6 replies on “Few Vermont Inmates Receive Heralded New Addiction Treatment”

  1. Sounds like those in charge are not exactly sure whats going on. Statements like “I believe” are patently ambiguous

  2. Vivitrol blocks opioid receptors. After you’re injected, you take an opioid and feel nothing. This obviously reduces your motivation to pursue opioids. It lasts about a month. This could be a great help to many people about to exit the system and needs to be AGGRESSIVELY PROMOTED to them (but not forced of course). There also needs to be at least one followup dose for those who want it.

    Can we get some energy into this project, please? A brochure doesn’t cut it. Be pro-active. Give a couple of talks to every prisoner. Provide incentives.

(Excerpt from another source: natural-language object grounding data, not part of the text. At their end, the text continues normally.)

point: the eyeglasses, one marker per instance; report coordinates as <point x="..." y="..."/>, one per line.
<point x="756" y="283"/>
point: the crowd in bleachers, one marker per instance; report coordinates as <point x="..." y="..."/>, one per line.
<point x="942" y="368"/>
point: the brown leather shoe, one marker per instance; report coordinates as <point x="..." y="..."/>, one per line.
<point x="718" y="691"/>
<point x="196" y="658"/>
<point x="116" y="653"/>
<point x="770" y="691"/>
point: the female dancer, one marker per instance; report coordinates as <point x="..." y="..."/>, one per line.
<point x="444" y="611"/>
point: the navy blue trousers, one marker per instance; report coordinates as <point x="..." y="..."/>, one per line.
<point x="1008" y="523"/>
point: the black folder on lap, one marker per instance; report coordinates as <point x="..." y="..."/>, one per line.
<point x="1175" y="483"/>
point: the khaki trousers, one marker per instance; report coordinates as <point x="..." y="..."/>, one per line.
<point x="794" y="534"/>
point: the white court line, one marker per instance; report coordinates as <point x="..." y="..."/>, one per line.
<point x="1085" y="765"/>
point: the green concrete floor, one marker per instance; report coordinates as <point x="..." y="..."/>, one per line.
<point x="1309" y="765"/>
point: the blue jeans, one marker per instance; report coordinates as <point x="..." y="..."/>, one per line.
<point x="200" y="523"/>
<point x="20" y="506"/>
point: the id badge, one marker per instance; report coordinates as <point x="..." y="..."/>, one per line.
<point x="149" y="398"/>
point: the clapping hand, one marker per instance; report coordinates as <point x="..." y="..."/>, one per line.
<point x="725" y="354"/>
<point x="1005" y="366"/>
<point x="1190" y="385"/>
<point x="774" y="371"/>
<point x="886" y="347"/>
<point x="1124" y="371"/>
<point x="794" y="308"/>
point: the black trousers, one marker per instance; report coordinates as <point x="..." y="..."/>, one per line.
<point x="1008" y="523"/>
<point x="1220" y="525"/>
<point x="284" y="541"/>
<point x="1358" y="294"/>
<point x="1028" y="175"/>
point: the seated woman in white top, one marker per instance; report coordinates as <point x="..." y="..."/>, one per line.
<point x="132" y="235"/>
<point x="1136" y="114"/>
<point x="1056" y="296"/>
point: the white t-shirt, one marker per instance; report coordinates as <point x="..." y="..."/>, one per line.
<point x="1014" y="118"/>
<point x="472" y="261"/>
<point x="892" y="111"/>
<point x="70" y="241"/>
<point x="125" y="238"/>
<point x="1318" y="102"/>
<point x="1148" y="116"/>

ETC. What is with the half assed way everything in government is done? (and I am not a conservative).

  3. The present administrators of the Dept. of “Corrections” seem capable of only 2 functions: 1) Administering security and 2) Advertising their claims towards rehabilitation, while actually doing very little in that regard.
    One would think that recent reports concerning the torture, neglect and abuse at the “Supplementary Facility” in Pennsylvania, as well as within State failures, such as this article reveals, would prompt the Governor to take some action. Following the death of 7 prisoners in 2003, then Governor Douglas hired a pair of attorneys not affiliated with the State to conduct an independent investigation. Their Report shook things up for a time. It is still availabe online at: http://www.doc.state.vt.us/about/reports/marks-mc…
    It is past time for the current Governor to get off his butt.

  4. so were did the money go???? same thing as the pilot program called jfi 3.8 million in two years were is all that money gone yet vt.still 45 million short on budget hummm whats really going on here ???

  5. DOC doesn’t seem able to help itself let alone the people under its charge. Good grief, it’s been two years and only 11 people have gotten the drug??? And how many have died within weeks of discharge? That would be a useful number to learn in light of the Department’s failure to do its job. In fact the families of the dead parolees might well want to question whether the Department has been doing its job. It’s relying on its counselors to do the work and we all know they are vastly overworked and probably underpaid. Given that Shummy made this a state emergency in his State of the State address a few years back, you’d think that might light a fire in someone’s head at the Department. Or don’t they have any?

  6. Why don’t you actively advertise, “health services director Ben Watts”?Yes, 11 is a lot more than one, but who’s doing what with the $3 MILLION Vermont received from the feds? Hmmm? Please, will someone with power look into this?